SECTION SIX
THE FESTAL SERVICES
§ 119. General Teaching on the Festivals. By festal days, feasts or festivals, we mean those days which are dedicated to the commemoration of a sacred event or a sacred personage in the Church’s history, and these days are kept so that the faithful may be instructed in the meaning of event commemorated or so that they might be encouraged to emulate the life of the saint. So it is that on every day of the year we commemorate a particular saint, and oftentimes several saints. One might say, then, that every day is in some sort a feast day. However, in the whole range of sacred events and saints, which the Church commemorates, there are some which are of particular significance for the Christian, and their days the Church designates “feast days,” and according to the typicon these feastdays are ranked as great, middle-ranking, or lesser.
On the Great Feasts the services are particularly solemn. On the eve of the day itself, a Vigil Service is celebrated (properly preceded by Little Vespers, although in parish use this is usually omitted). Ten or eight verses are appointed to be chanted on “Lord, I have cried.” The polyeleos is chanted, and in the Russian practice a magnification of the event or saint being celebrated. The Great Doxology is also chanted. On these days the Church and the state [this was the case in Imperial Russia when Fr Antonov wrote, but not, alas, in our bold New Labour Britain! - ed.] free everyone from their other responsibilities, so that they may devote their time wholly to prayer, to the reading of the word of God, and to attendance at the Divine services. The greatest feasts include Pascha and the Twelve Great Feasts. The latter are designated in the typicon with a special sign, an encircled cross. These feasts also have forefeasts and afterfeasts - these are the days which precede and follow the feastday itself and are dedicated to the feast and on which hymns relating to the celebration are sung.

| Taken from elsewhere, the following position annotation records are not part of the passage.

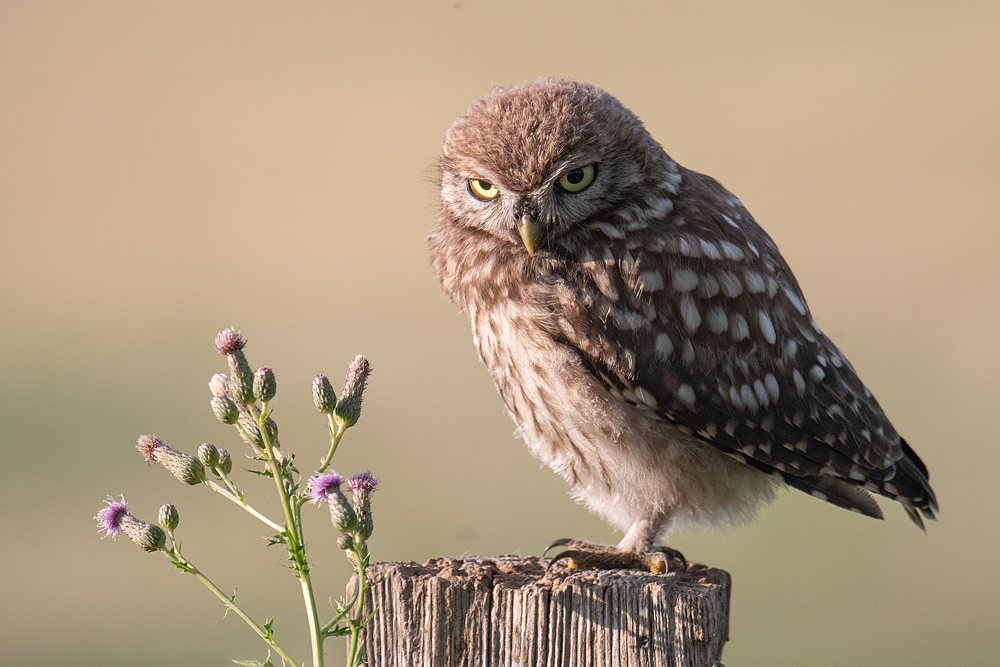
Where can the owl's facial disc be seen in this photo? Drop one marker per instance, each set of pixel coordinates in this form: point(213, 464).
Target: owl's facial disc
point(530, 231)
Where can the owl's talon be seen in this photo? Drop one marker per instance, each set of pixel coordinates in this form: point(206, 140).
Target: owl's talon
point(558, 543)
point(672, 556)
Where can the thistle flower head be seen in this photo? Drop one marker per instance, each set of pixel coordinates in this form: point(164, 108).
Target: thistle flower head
point(109, 519)
point(363, 482)
point(147, 444)
point(321, 484)
point(146, 536)
point(115, 520)
point(229, 341)
point(183, 466)
point(363, 485)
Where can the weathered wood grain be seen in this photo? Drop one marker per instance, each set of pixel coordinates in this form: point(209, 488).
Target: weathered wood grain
point(507, 612)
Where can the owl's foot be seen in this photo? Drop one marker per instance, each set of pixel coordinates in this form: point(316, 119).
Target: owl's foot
point(588, 556)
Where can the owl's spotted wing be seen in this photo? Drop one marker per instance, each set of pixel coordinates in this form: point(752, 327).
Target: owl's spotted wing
point(696, 317)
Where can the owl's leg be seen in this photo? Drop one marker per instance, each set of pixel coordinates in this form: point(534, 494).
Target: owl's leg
point(635, 552)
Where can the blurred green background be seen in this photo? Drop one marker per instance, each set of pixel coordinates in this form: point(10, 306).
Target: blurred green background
point(171, 169)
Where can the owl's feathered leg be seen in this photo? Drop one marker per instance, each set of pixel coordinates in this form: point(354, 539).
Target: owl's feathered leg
point(634, 552)
point(588, 556)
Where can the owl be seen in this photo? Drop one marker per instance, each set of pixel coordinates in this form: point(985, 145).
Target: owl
point(644, 332)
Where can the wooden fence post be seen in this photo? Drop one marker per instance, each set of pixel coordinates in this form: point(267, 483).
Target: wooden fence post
point(507, 612)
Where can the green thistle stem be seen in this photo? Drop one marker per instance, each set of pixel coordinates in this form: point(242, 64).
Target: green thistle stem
point(225, 493)
point(293, 531)
point(336, 433)
point(180, 561)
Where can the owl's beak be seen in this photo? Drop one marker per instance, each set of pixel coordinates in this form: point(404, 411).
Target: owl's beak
point(530, 232)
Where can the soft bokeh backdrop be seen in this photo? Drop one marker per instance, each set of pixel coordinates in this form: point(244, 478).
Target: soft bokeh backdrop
point(170, 169)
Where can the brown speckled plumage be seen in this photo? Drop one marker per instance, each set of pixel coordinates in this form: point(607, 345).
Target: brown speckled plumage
point(655, 349)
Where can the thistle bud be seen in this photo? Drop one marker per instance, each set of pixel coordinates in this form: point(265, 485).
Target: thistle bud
point(208, 454)
point(264, 384)
point(326, 486)
point(225, 462)
point(146, 536)
point(224, 408)
point(363, 486)
point(323, 395)
point(230, 343)
point(242, 378)
point(348, 409)
point(342, 515)
point(183, 466)
point(115, 520)
point(219, 384)
point(169, 518)
point(252, 431)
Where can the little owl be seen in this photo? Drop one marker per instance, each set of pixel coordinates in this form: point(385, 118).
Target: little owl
point(644, 332)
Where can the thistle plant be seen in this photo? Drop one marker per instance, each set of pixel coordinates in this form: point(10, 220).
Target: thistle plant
point(242, 399)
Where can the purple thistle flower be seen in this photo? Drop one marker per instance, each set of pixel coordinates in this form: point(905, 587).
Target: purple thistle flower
point(363, 482)
point(321, 484)
point(229, 341)
point(183, 466)
point(109, 519)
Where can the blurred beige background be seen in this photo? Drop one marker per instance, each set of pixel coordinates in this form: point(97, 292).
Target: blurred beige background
point(170, 169)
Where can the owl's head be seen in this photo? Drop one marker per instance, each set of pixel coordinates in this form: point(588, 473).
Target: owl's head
point(527, 163)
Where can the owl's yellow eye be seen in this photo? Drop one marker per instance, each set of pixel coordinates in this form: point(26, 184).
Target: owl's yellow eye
point(579, 179)
point(483, 189)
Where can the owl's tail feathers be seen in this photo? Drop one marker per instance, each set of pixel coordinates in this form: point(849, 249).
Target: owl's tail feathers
point(837, 492)
point(911, 486)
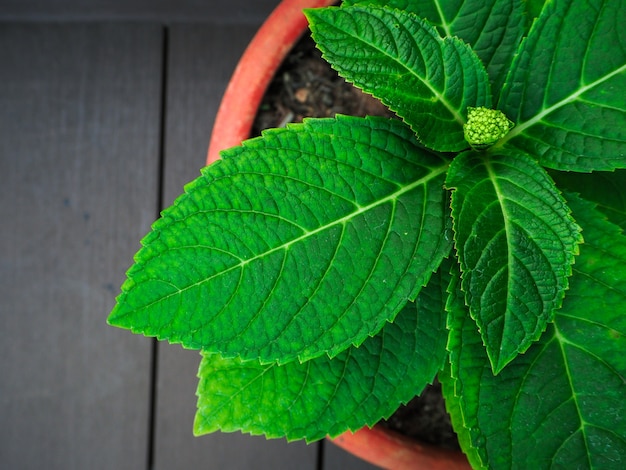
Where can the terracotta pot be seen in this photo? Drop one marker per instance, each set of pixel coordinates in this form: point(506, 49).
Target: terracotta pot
point(254, 72)
point(388, 449)
point(233, 123)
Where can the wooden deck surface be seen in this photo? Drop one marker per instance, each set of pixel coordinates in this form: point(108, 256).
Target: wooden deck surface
point(106, 109)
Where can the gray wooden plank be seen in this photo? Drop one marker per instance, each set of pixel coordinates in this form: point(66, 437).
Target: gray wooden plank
point(231, 11)
point(335, 458)
point(201, 60)
point(79, 134)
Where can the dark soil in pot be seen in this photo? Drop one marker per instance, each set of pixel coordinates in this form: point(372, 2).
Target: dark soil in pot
point(306, 86)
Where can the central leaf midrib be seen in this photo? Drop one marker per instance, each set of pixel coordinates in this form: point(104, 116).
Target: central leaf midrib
point(393, 196)
point(520, 128)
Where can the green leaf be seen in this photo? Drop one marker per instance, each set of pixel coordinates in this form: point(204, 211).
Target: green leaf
point(401, 59)
point(603, 188)
point(567, 87)
point(492, 27)
point(299, 243)
point(560, 405)
point(329, 396)
point(516, 242)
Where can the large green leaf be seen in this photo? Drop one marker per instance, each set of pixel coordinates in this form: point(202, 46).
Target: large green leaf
point(401, 59)
point(606, 189)
point(329, 396)
point(492, 27)
point(560, 405)
point(567, 87)
point(299, 243)
point(516, 242)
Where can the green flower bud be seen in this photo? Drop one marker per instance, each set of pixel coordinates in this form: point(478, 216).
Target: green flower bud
point(485, 127)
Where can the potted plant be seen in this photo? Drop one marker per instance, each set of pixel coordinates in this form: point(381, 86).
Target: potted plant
point(328, 271)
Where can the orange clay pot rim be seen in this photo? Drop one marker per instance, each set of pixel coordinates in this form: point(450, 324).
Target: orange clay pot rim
point(388, 449)
point(255, 70)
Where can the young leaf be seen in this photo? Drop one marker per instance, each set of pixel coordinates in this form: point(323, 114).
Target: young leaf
point(299, 243)
point(401, 59)
point(562, 403)
point(329, 396)
point(516, 241)
point(492, 27)
point(567, 87)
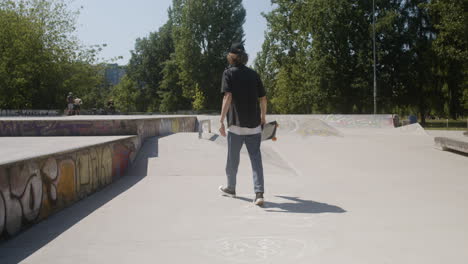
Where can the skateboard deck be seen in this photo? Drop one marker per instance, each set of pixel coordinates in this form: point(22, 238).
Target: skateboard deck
point(269, 131)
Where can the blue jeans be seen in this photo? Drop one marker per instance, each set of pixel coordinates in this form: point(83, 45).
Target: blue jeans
point(235, 143)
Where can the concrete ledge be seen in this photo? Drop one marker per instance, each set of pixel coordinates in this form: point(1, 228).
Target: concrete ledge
point(97, 126)
point(452, 144)
point(35, 188)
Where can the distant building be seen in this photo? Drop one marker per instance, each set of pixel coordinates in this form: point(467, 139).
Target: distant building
point(114, 73)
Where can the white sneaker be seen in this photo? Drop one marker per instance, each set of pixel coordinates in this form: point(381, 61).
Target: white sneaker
point(259, 199)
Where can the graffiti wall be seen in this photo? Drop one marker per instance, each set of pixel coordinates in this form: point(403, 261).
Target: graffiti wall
point(32, 190)
point(35, 112)
point(97, 127)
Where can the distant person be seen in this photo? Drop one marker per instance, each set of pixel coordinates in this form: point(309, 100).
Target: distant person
point(110, 106)
point(70, 102)
point(245, 106)
point(77, 105)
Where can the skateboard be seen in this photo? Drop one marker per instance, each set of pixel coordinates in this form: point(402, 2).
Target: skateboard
point(269, 131)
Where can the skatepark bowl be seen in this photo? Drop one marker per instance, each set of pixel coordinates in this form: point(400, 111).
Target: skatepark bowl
point(144, 189)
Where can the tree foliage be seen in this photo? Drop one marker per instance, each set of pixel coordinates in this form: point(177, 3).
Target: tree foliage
point(40, 60)
point(180, 65)
point(317, 56)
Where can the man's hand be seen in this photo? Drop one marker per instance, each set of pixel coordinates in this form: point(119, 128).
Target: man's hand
point(222, 130)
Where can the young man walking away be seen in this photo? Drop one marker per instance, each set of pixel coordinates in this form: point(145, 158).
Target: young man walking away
point(245, 106)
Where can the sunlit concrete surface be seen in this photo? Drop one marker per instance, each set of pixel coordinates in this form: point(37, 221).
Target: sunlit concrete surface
point(362, 195)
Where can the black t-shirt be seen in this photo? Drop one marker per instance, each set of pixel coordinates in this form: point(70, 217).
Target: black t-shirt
point(246, 87)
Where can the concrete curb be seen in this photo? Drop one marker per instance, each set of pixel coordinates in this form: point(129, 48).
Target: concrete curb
point(33, 189)
point(451, 144)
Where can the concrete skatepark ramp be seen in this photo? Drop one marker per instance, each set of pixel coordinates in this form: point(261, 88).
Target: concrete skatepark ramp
point(380, 196)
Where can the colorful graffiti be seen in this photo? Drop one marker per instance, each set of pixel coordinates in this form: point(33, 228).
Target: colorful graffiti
point(32, 190)
point(96, 127)
point(30, 112)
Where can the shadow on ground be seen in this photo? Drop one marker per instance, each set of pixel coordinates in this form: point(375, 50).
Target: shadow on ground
point(25, 244)
point(297, 205)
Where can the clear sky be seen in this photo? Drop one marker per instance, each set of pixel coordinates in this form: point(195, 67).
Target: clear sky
point(118, 23)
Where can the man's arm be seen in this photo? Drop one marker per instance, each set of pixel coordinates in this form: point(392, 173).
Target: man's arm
point(263, 108)
point(227, 99)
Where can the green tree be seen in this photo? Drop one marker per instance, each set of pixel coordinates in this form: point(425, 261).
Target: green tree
point(125, 95)
point(39, 57)
point(451, 47)
point(203, 30)
point(147, 63)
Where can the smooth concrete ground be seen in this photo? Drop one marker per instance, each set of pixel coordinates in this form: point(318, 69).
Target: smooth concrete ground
point(20, 148)
point(368, 196)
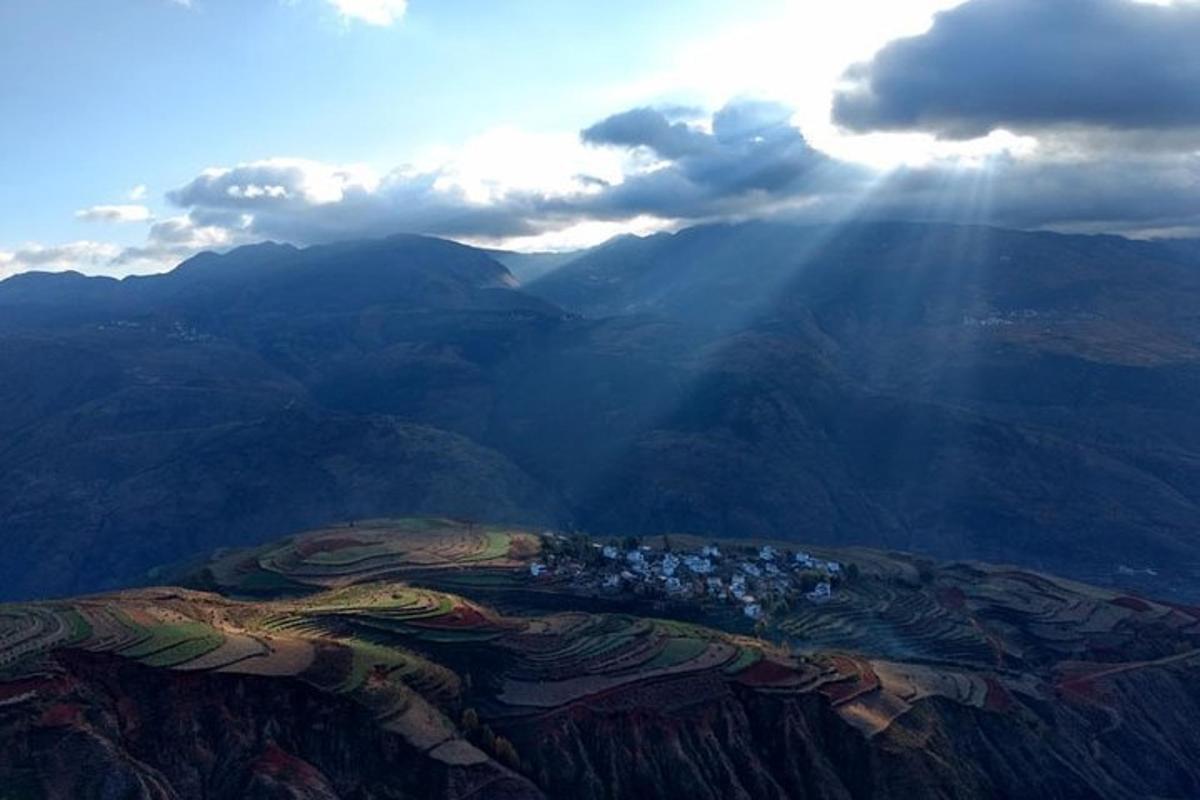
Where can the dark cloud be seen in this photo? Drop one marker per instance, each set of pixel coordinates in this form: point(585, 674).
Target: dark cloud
point(1131, 194)
point(748, 161)
point(754, 158)
point(1033, 64)
point(646, 127)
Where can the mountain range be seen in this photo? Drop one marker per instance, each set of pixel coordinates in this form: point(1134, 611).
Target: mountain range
point(958, 391)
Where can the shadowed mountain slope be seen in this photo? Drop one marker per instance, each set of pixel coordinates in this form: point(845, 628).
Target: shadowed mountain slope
point(954, 390)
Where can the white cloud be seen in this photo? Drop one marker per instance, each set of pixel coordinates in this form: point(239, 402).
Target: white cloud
point(83, 256)
point(372, 12)
point(114, 214)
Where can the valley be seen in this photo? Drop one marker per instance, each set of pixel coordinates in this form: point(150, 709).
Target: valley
point(465, 668)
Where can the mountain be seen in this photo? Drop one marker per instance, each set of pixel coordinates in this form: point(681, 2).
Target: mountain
point(959, 391)
point(424, 659)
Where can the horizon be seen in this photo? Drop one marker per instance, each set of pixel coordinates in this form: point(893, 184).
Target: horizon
point(312, 121)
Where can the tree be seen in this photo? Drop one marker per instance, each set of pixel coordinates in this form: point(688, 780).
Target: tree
point(507, 753)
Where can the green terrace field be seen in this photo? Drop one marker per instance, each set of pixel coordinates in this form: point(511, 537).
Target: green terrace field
point(384, 613)
point(369, 551)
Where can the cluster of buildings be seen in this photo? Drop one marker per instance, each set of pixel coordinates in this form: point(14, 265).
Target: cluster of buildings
point(753, 579)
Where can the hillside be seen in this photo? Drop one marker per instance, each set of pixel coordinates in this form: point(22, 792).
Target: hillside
point(421, 657)
point(964, 392)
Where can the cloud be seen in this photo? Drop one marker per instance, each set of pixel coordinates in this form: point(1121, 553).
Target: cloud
point(311, 202)
point(114, 214)
point(1030, 65)
point(372, 12)
point(72, 256)
point(753, 160)
point(1134, 194)
point(646, 127)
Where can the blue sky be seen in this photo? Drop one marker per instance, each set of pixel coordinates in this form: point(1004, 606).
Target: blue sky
point(137, 132)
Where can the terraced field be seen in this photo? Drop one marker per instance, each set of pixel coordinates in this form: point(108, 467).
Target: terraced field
point(371, 551)
point(345, 618)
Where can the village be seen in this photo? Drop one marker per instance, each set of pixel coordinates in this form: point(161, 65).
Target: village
point(760, 579)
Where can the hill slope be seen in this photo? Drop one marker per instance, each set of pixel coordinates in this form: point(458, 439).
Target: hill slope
point(370, 666)
point(959, 391)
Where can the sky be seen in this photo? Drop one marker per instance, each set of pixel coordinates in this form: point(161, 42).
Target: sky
point(135, 133)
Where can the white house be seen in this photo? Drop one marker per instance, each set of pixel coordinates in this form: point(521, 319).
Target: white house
point(822, 593)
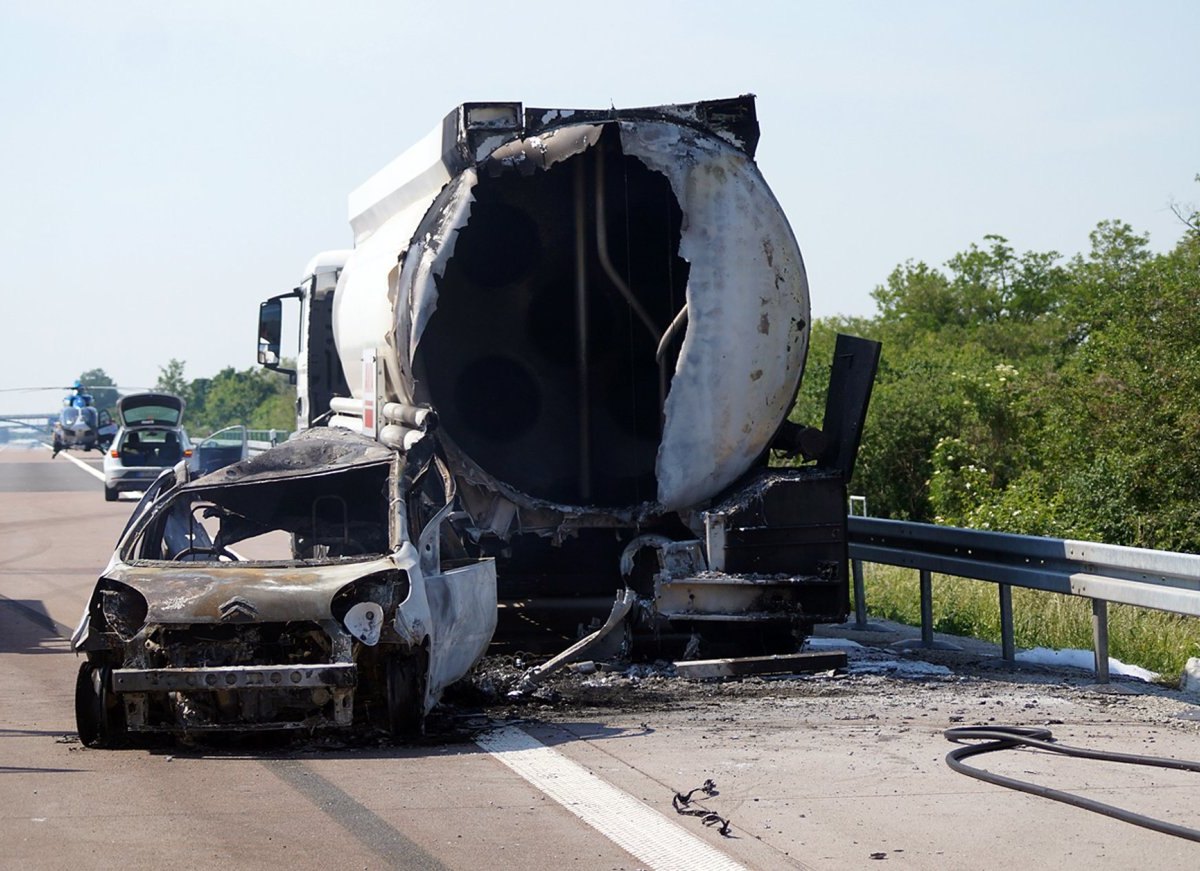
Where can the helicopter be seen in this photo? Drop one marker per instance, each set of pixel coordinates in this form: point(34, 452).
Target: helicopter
point(79, 424)
point(82, 425)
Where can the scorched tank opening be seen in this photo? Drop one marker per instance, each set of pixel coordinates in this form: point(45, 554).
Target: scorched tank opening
point(543, 355)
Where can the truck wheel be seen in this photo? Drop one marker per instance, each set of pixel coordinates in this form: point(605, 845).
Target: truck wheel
point(405, 678)
point(100, 718)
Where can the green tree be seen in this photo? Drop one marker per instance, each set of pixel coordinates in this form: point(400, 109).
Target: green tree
point(102, 389)
point(171, 380)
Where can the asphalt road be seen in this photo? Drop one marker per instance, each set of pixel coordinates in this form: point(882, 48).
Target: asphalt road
point(834, 772)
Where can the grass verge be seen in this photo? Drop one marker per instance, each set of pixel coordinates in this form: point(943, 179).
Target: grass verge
point(1152, 640)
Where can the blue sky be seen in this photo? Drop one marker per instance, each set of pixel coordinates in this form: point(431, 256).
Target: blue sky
point(167, 166)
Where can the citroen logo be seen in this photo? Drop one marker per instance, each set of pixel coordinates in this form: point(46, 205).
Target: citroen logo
point(238, 610)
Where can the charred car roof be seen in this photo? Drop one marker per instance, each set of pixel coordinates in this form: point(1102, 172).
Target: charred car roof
point(317, 451)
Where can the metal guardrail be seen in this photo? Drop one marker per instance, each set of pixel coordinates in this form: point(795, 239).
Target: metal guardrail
point(1102, 572)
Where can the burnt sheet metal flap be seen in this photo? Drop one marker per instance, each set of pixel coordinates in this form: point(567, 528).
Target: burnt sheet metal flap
point(855, 362)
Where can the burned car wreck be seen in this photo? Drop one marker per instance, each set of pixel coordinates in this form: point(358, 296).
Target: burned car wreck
point(300, 589)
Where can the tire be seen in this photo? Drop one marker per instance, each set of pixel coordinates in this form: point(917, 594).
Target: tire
point(100, 716)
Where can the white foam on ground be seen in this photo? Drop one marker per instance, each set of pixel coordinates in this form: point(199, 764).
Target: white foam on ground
point(1083, 659)
point(900, 668)
point(813, 643)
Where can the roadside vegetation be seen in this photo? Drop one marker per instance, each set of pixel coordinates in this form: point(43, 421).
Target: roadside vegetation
point(252, 397)
point(1152, 640)
point(1032, 394)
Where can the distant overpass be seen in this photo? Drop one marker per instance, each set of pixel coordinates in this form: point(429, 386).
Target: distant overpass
point(40, 422)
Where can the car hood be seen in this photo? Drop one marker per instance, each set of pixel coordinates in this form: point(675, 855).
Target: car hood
point(241, 592)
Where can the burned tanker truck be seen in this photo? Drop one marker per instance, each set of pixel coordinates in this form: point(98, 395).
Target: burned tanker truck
point(599, 319)
point(553, 366)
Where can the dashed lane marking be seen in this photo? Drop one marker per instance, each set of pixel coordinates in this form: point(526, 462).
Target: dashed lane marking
point(635, 828)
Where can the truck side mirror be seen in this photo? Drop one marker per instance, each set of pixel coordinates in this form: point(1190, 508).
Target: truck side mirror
point(270, 334)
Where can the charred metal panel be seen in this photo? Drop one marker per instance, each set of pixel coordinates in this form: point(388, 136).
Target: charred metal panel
point(334, 674)
point(792, 523)
point(851, 380)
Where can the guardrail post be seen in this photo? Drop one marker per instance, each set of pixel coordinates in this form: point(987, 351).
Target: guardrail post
point(927, 607)
point(1101, 638)
point(1007, 646)
point(859, 595)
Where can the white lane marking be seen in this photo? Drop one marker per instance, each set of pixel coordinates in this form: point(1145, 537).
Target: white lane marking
point(90, 470)
point(640, 830)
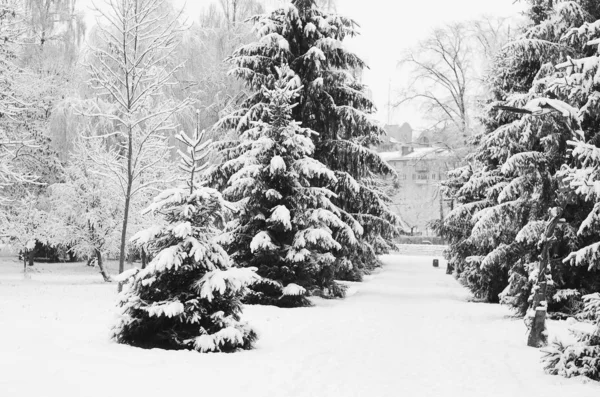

The middle-ranking feasts are marked in the books with a cross, without the circle round it. These include such days as that of the holy Apostle and Evangelist John the Theologian, Saint Nicolas the Wonderworker, the Protection of the All-holy Mother of God, and the like. The services are somewhat less festive than those of the Great Feasts, and there is a degree of variation in the way they are ordered. Some of the middle-ranking feasts do have a polyeleos on Mattins, but they are not generally celebrated with a Vigil.
The lesser feasts are marked with a sign made of three dots and a semicircular shape, sometimes in red and sometimes in black. Among these feasts we have the Procession of the Honourable Wood of the Cross (1st /14th August), that of the Holy Mandilion (16th/29th August), &c. These feasts do not have a polyeleos, and they are distinguished from “ordinary” days simply by the number of verses appointed for the saint or event, and by the fact that we sing the Great Doxology. On these days it is always sung, rather than read as on ordinary days, and during it the Royal Gates are open.